Analysts view 2018 as a critical year for mobile banking. While most midsized and community banks rely on their core processing vendors for basic mobile banking apps, the big banks and fintech firms that set the pace on innovation provide a useful glimpse of the future.
They are toying with bells and whistles to make their apps more convenient, powerful and meaningful. JPMorgan Chase & Co., for example, has its “Finn by Chase” app, which includes financial management tools and allows customers to rate transactions with emojis.
Bank of America’s chatbot digital assistant, “Erica,” leverages artificial intelligence and predictive analytics to answer questions by voice or text, and offer advice on savings or paying bills.
If they aren’t already, mobile account openings, deposit capture, bill pay, digital wallets and P2P payments, under the banner of the industry’s Zelle app, should become part of your app in 2018, analysts say.
Money sent via Zelle from one member bank’s app to another moves in real-time, unlike some other payment apps like Venmo. “There’s no delay [in getting paid] if your bank is on Zelle,” Soccorsy says. “It’s a powerful value proposition.”
There’s a big push for what’s called “functional parity”—providing a uniform customer experience, no matter the channel. Many banks now start constructing new functionality on mobile, and then add other channels.
“We’re really trying to create a mobile-first experience,” Associated’s Tischler says. “Customers want this to be their primary interaction point with the bank.”
As functionality grows, the more sophisticated apps are leveraging machine learning to recognize usage patterns and customize the presentation of features to a given customer. “If I typically go to four things, the platform recognizes that and shapes the way the app presents itself,” Daley explains.
More than anything, banks are working to turn what has, until now, been primarily a service vehicle into one capable of generating sales. In-app advertising, push notifications and chatbots, all meant to take advantage of the 90 seconds or so the average customer spends per visit on an app, are becoming more pervasive.
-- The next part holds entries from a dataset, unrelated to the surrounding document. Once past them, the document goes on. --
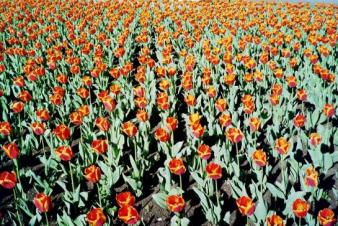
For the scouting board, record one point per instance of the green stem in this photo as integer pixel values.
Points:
(217, 194)
(98, 194)
(17, 208)
(71, 175)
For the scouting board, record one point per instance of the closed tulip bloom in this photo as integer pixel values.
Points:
(129, 129)
(12, 150)
(7, 179)
(42, 114)
(125, 199)
(176, 166)
(254, 124)
(329, 110)
(225, 120)
(100, 146)
(259, 157)
(92, 173)
(38, 128)
(42, 202)
(129, 215)
(17, 106)
(162, 135)
(214, 170)
(311, 177)
(65, 153)
(326, 217)
(299, 120)
(274, 220)
(142, 115)
(62, 132)
(5, 128)
(234, 135)
(315, 139)
(282, 146)
(76, 118)
(175, 203)
(197, 130)
(96, 217)
(102, 123)
(171, 123)
(300, 208)
(245, 205)
(204, 151)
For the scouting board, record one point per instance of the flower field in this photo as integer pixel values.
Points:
(168, 113)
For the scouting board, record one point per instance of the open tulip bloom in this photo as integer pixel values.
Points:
(168, 112)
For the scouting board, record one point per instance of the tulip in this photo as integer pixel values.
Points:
(245, 205)
(214, 170)
(65, 153)
(274, 220)
(311, 177)
(96, 217)
(125, 199)
(326, 217)
(259, 157)
(129, 129)
(176, 166)
(129, 215)
(42, 202)
(7, 179)
(204, 151)
(11, 150)
(100, 146)
(300, 208)
(92, 173)
(175, 203)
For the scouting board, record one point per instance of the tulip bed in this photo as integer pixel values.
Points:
(168, 113)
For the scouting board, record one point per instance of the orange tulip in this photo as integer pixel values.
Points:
(100, 146)
(245, 205)
(62, 132)
(92, 173)
(224, 120)
(299, 120)
(162, 135)
(234, 135)
(255, 124)
(311, 177)
(300, 208)
(259, 157)
(282, 146)
(96, 217)
(75, 118)
(315, 139)
(129, 129)
(326, 217)
(125, 199)
(65, 153)
(274, 220)
(42, 202)
(214, 170)
(128, 215)
(7, 179)
(171, 123)
(11, 150)
(42, 114)
(176, 166)
(102, 123)
(204, 151)
(175, 203)
(38, 128)
(329, 110)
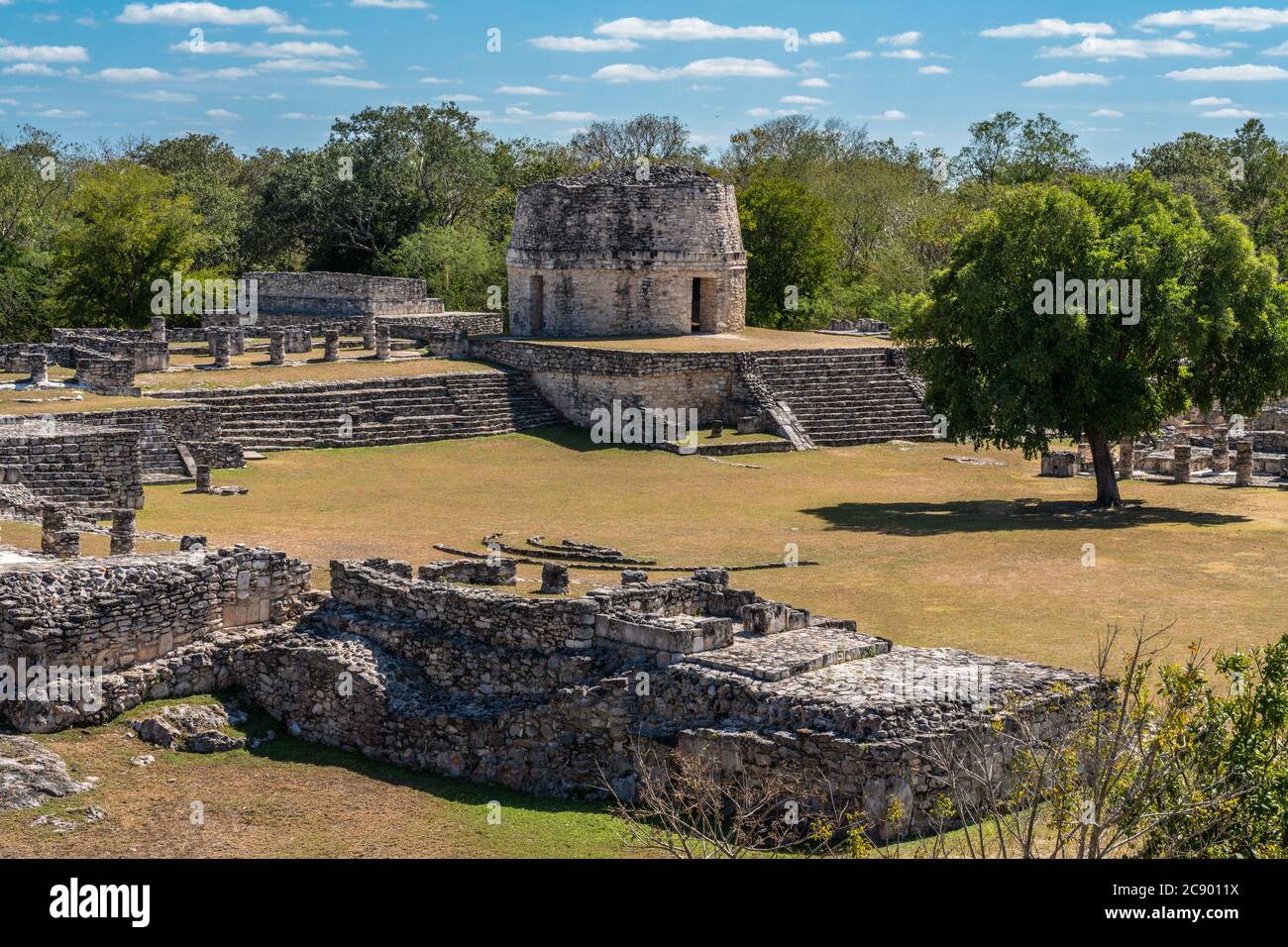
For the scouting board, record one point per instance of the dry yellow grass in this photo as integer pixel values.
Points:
(748, 341)
(259, 372)
(48, 402)
(913, 547)
(287, 799)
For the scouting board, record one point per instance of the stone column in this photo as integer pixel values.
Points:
(1126, 458)
(275, 347)
(554, 579)
(123, 532)
(297, 341)
(1083, 457)
(1220, 449)
(39, 367)
(1181, 462)
(1243, 464)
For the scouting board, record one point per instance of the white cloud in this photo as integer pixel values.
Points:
(142, 73)
(698, 68)
(584, 44)
(161, 95)
(300, 64)
(188, 13)
(910, 39)
(684, 30)
(567, 116)
(1107, 50)
(1231, 114)
(12, 52)
(348, 82)
(1229, 73)
(522, 90)
(233, 72)
(393, 4)
(1047, 29)
(268, 51)
(300, 30)
(1235, 18)
(1064, 78)
(29, 68)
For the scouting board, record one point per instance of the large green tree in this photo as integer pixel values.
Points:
(791, 250)
(1009, 368)
(128, 227)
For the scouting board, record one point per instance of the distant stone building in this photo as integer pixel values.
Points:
(608, 254)
(329, 300)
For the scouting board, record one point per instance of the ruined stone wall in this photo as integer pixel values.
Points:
(133, 344)
(580, 303)
(580, 380)
(104, 375)
(340, 295)
(117, 612)
(71, 463)
(428, 328)
(545, 625)
(613, 254)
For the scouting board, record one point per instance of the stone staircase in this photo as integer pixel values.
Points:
(845, 395)
(376, 412)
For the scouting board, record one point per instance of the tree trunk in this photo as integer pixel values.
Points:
(1107, 482)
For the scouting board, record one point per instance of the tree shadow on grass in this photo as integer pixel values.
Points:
(1005, 515)
(578, 440)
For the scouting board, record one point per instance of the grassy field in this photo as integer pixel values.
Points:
(48, 402)
(291, 799)
(747, 341)
(913, 547)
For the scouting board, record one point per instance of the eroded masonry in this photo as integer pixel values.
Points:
(449, 668)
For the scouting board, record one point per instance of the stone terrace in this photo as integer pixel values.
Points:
(378, 411)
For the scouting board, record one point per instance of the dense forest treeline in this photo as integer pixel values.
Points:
(857, 226)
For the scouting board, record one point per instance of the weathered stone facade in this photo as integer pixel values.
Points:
(613, 254)
(73, 463)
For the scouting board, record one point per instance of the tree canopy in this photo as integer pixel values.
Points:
(1210, 321)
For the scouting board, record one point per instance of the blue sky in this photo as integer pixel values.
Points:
(1122, 75)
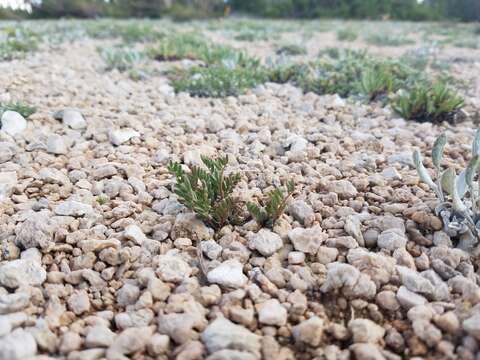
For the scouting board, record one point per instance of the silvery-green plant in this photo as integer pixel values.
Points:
(458, 195)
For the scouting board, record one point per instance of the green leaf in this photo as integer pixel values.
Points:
(476, 143)
(438, 148)
(422, 172)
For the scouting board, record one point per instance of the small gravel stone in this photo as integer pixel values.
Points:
(271, 312)
(391, 240)
(72, 118)
(18, 345)
(119, 137)
(99, 336)
(172, 268)
(343, 188)
(229, 274)
(302, 212)
(73, 208)
(472, 326)
(13, 123)
(223, 334)
(128, 294)
(309, 331)
(307, 240)
(266, 242)
(79, 302)
(21, 272)
(365, 331)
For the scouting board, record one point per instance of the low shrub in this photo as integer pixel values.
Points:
(208, 192)
(22, 108)
(428, 102)
(218, 80)
(16, 42)
(272, 207)
(347, 35)
(388, 39)
(291, 50)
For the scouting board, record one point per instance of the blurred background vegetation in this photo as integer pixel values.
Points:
(415, 10)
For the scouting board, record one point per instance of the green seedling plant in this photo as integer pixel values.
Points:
(22, 108)
(347, 35)
(208, 192)
(291, 50)
(428, 102)
(458, 195)
(376, 83)
(272, 208)
(123, 60)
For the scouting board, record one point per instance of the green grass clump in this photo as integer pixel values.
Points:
(347, 34)
(377, 82)
(270, 210)
(16, 42)
(22, 108)
(467, 42)
(251, 36)
(208, 192)
(291, 50)
(218, 80)
(388, 39)
(121, 59)
(290, 72)
(428, 102)
(355, 73)
(124, 60)
(178, 47)
(138, 32)
(338, 75)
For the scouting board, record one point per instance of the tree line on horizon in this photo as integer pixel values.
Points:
(460, 10)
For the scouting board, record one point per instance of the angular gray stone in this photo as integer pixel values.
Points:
(172, 268)
(121, 136)
(7, 151)
(18, 345)
(36, 231)
(228, 274)
(20, 272)
(472, 326)
(73, 208)
(302, 212)
(365, 331)
(343, 188)
(307, 240)
(13, 123)
(409, 299)
(309, 331)
(265, 242)
(414, 281)
(224, 334)
(391, 240)
(73, 119)
(271, 312)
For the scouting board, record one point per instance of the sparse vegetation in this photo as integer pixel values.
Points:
(291, 50)
(208, 192)
(347, 34)
(22, 108)
(271, 208)
(458, 196)
(122, 59)
(377, 82)
(15, 42)
(388, 39)
(218, 80)
(428, 102)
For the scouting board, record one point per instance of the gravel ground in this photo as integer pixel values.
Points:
(99, 259)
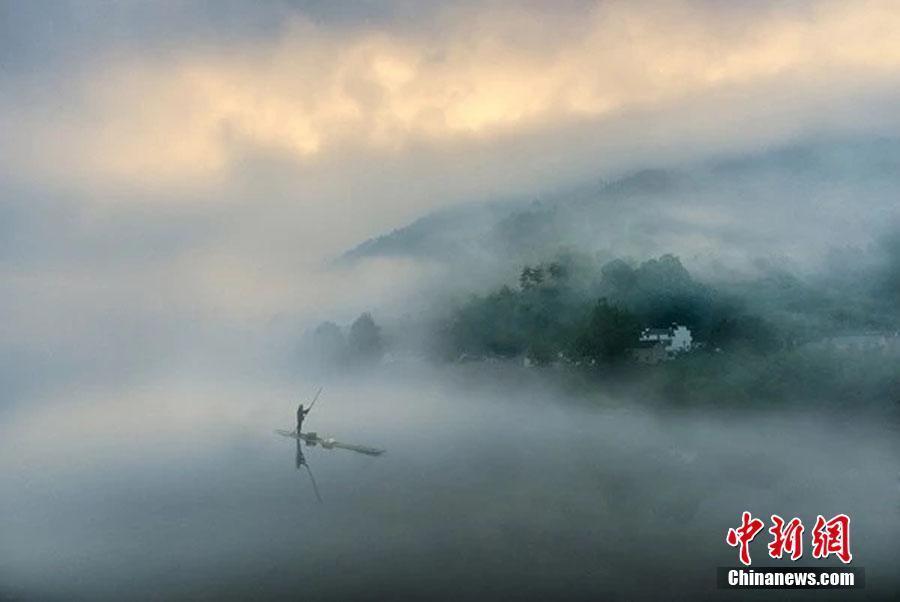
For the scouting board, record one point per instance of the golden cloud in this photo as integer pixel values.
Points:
(314, 93)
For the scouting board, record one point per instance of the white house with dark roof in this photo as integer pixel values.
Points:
(676, 339)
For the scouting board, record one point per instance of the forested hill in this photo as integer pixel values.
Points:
(773, 203)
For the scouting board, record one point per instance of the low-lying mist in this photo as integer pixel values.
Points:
(495, 484)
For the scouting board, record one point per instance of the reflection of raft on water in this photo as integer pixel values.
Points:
(330, 443)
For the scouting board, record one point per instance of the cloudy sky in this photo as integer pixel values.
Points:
(171, 163)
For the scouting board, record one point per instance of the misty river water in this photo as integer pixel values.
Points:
(182, 490)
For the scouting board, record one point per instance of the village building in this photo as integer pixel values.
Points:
(675, 339)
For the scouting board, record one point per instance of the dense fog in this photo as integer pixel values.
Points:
(460, 221)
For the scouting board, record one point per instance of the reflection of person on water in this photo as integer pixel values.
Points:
(301, 414)
(301, 459)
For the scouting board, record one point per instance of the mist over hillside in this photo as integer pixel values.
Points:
(793, 205)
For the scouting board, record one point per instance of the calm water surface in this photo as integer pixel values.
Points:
(182, 490)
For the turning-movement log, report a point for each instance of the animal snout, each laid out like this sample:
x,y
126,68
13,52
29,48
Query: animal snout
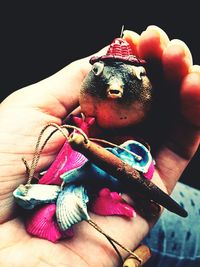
x,y
115,91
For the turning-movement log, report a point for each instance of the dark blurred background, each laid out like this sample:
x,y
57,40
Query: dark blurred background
x,y
38,38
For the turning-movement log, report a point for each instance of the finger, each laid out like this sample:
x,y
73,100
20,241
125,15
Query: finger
x,y
133,39
152,43
177,60
190,96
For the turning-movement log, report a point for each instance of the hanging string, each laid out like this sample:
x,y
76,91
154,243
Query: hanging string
x,y
138,157
93,224
38,150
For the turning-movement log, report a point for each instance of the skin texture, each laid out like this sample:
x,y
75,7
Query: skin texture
x,y
24,113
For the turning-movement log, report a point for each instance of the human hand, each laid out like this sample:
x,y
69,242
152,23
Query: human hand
x,y
27,111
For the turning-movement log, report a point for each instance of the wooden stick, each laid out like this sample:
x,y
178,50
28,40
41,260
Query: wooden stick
x,y
131,179
143,252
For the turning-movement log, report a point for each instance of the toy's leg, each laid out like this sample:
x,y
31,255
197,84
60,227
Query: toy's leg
x,y
175,241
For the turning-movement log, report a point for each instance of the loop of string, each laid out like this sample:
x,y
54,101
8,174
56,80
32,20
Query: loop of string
x,y
138,157
38,150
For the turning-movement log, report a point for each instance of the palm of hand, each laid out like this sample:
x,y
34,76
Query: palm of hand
x,y
34,107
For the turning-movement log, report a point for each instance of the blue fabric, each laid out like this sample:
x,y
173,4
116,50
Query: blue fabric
x,y
175,241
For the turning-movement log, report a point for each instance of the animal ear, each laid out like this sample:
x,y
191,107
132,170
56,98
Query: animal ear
x,y
139,72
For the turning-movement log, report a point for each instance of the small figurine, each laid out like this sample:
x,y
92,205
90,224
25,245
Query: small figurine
x,y
117,91
115,94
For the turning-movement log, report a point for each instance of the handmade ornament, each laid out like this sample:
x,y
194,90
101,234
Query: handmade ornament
x,y
89,174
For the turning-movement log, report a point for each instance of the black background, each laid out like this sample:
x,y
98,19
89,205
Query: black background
x,y
38,38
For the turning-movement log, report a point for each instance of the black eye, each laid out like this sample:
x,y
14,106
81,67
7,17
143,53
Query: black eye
x,y
98,68
139,72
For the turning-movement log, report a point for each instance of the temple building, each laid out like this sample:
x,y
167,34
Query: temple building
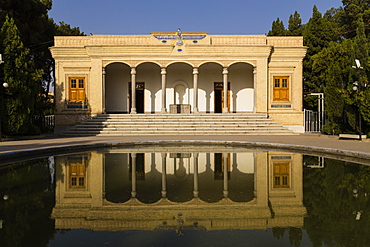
x,y
178,72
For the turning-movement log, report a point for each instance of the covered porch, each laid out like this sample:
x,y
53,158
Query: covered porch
x,y
179,87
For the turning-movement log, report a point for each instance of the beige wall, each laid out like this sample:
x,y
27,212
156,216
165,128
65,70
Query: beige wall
x,y
252,61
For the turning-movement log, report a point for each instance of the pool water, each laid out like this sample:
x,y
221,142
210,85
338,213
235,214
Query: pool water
x,y
184,196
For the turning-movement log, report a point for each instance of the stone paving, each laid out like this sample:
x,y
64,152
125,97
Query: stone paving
x,y
310,143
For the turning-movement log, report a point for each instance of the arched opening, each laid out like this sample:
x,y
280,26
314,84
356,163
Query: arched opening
x,y
148,88
180,81
209,74
118,75
241,79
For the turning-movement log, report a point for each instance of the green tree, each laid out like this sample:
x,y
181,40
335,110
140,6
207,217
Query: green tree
x,y
351,11
22,77
332,66
36,32
295,25
277,29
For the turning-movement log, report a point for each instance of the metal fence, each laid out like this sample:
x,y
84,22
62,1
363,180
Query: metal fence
x,y
45,123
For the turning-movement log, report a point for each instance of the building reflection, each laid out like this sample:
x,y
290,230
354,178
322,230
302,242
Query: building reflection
x,y
148,189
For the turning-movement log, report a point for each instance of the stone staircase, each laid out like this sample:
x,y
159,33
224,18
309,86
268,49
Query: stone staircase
x,y
178,124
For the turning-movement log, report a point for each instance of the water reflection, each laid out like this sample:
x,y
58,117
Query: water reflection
x,y
122,189
261,198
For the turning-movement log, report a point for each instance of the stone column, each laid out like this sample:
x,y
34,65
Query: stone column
x,y
133,90
164,176
163,73
254,88
225,72
196,187
133,175
226,179
103,90
195,89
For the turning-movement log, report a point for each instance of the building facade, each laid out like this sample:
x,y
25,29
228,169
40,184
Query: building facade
x,y
163,72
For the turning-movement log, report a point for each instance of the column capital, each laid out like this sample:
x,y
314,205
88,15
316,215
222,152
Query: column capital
x,y
254,70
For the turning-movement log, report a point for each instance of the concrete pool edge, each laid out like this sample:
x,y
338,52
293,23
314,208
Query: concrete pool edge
x,y
336,153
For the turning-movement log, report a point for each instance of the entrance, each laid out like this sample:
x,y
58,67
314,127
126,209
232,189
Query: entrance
x,y
139,95
219,96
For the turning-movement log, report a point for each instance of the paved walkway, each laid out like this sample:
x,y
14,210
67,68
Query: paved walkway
x,y
311,143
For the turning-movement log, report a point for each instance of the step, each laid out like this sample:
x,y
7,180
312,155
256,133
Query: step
x,y
178,124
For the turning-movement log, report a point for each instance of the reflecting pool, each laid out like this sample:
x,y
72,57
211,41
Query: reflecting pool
x,y
184,196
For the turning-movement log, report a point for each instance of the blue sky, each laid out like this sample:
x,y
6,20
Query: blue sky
x,y
213,17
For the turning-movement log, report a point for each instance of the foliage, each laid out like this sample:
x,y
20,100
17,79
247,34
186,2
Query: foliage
x,y
22,77
334,41
26,213
278,28
295,25
36,32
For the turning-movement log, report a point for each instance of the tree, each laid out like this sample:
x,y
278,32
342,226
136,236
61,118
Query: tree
x,y
332,66
36,32
295,25
22,77
351,11
277,29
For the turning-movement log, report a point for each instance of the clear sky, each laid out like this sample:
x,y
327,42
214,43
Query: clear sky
x,y
213,17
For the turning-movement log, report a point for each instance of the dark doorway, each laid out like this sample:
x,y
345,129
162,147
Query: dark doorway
x,y
139,94
219,96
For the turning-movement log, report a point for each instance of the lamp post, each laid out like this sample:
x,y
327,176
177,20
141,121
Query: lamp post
x,y
4,85
358,87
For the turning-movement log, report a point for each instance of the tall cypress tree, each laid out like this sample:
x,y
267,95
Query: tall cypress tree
x,y
277,29
22,77
295,25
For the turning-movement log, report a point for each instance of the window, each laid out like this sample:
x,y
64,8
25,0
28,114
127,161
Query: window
x,y
77,174
281,88
77,89
281,175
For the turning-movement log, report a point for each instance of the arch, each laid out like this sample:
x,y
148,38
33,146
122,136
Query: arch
x,y
209,73
244,62
117,77
179,62
117,62
241,77
181,90
149,62
179,74
206,62
150,74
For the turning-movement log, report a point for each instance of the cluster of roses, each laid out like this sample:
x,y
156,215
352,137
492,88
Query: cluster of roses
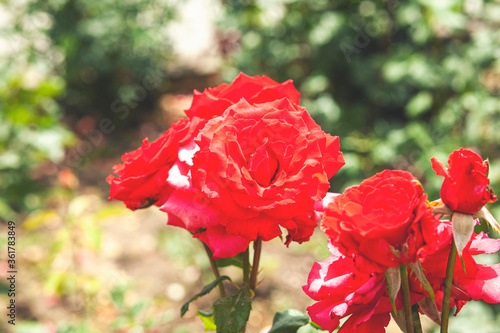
x,y
386,222
249,162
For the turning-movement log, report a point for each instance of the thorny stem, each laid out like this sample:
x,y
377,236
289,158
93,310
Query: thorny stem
x,y
405,290
445,316
215,270
417,326
257,246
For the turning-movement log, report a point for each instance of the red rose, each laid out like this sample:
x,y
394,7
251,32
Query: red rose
x,y
465,187
379,220
263,166
255,89
142,178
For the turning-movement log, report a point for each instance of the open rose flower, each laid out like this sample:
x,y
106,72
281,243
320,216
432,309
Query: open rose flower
x,y
150,173
254,89
142,178
465,187
263,166
379,220
476,282
341,290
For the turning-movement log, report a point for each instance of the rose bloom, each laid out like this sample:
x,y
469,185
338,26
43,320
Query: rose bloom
x,y
262,167
476,282
142,178
212,102
341,290
379,220
465,187
151,173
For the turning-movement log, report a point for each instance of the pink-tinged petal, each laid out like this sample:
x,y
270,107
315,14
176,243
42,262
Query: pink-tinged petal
x,y
321,206
222,244
321,314
359,324
484,285
178,176
188,210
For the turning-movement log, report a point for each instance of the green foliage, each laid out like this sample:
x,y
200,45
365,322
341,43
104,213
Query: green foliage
x,y
208,320
288,321
231,313
398,81
109,47
208,288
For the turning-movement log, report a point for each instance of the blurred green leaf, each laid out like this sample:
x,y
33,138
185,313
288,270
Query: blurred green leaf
x,y
206,289
288,321
208,320
231,313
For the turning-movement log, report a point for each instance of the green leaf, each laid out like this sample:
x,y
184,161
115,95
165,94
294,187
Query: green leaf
x,y
288,321
418,270
208,320
231,313
208,288
233,261
393,278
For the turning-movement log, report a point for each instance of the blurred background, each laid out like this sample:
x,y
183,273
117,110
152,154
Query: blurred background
x,y
84,81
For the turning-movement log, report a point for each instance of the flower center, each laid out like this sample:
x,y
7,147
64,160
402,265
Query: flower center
x,y
263,165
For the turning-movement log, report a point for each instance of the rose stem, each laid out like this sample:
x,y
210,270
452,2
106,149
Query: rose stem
x,y
405,290
215,270
417,326
257,246
445,315
246,266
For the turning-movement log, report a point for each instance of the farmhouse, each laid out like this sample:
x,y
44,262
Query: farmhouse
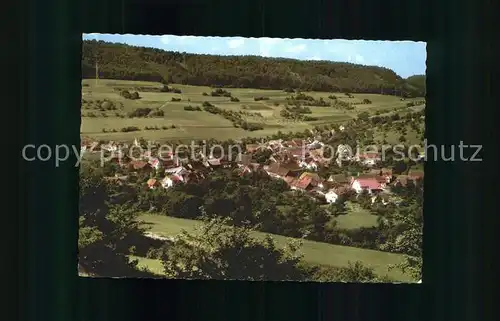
x,y
302,183
140,166
170,181
415,174
277,170
370,184
339,179
152,183
179,170
309,164
369,158
299,153
252,148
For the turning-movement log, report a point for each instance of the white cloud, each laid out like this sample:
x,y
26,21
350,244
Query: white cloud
x,y
269,41
297,48
235,43
165,40
264,53
170,39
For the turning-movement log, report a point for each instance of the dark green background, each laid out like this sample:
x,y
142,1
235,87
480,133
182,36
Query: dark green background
x,y
457,201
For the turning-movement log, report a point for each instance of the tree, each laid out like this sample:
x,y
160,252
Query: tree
x,y
217,251
106,230
409,241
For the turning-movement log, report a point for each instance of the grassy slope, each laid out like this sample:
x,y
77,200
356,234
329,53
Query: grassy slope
x,y
203,125
356,217
314,252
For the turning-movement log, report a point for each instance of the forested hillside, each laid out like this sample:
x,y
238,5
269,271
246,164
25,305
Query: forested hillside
x,y
119,61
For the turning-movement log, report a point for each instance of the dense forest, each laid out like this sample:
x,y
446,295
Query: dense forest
x,y
120,61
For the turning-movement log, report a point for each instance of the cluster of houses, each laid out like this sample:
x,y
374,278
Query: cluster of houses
x,y
296,162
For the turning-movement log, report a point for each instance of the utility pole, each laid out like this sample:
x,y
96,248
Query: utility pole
x,y
96,72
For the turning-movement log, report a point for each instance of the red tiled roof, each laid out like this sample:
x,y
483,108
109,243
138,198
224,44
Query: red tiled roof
x,y
416,174
252,147
176,178
138,164
214,162
302,183
369,155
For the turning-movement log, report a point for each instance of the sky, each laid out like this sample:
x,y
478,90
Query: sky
x,y
406,58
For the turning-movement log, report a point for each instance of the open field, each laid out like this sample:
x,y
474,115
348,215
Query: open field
x,y
203,125
314,252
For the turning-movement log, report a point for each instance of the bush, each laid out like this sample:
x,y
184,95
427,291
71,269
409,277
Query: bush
x,y
139,112
156,113
192,108
219,92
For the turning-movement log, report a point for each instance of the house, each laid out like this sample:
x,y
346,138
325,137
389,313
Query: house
x,y
244,160
415,174
117,179
193,177
340,179
384,173
303,183
179,170
383,197
309,164
289,144
402,181
170,163
252,148
314,145
197,166
170,181
289,180
300,153
277,170
155,163
316,155
369,158
212,163
370,184
152,183
298,142
280,170
316,180
331,196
Mobile apps offer the potential to gain valuable insights into customers’ relationships and habits. Daley tells of one bank that mined its mobile bill-pay data and found 4,000 mortgages being paid to other institutions. “Now they have 4,000 refinance opportunities, based on that history.”
But the real magic bullet of mobile is the potential to know a customer’s location. Geofencing leverages the phone’s GPS system to let a bank know when a customer is on an auto lot or in a competitor’s office, which could trigger a loan offer or other action—if the bank decides to do that.
As mobile banking’s capabilities grow, the board must devote more time to policies around security, usage, strategy and the like. Banks might be able to track and respond to customers’ physical movements, for example, but should they?
“If you say, ‘Hey, I see you’re on an auto lot. Do you need a loan?’ consumers could think they’re being preyed upon,” says Stephen Greer, an analyst with Celent. “There’s a creepiness factor that boards might want to avoid.”
Many banks set dollar limits on checks they’ll accept for mobile deposit and require customers to hold onto the paper check for as long as two weeks. Those are policies that scream to customers that the bank doesn’t trust the service, impeding adoption.
“The dollar limits should be the same as they are for an ATM or a branch,” Van Dyke says. “You can’t get people to migrate to mobile if you place arbitrary limits on its usage.”
Mobile banking promises to create new strategic opportunities and new challenges. It’s up to the board to monitor the institution’s progress and set the rules for navigating the space.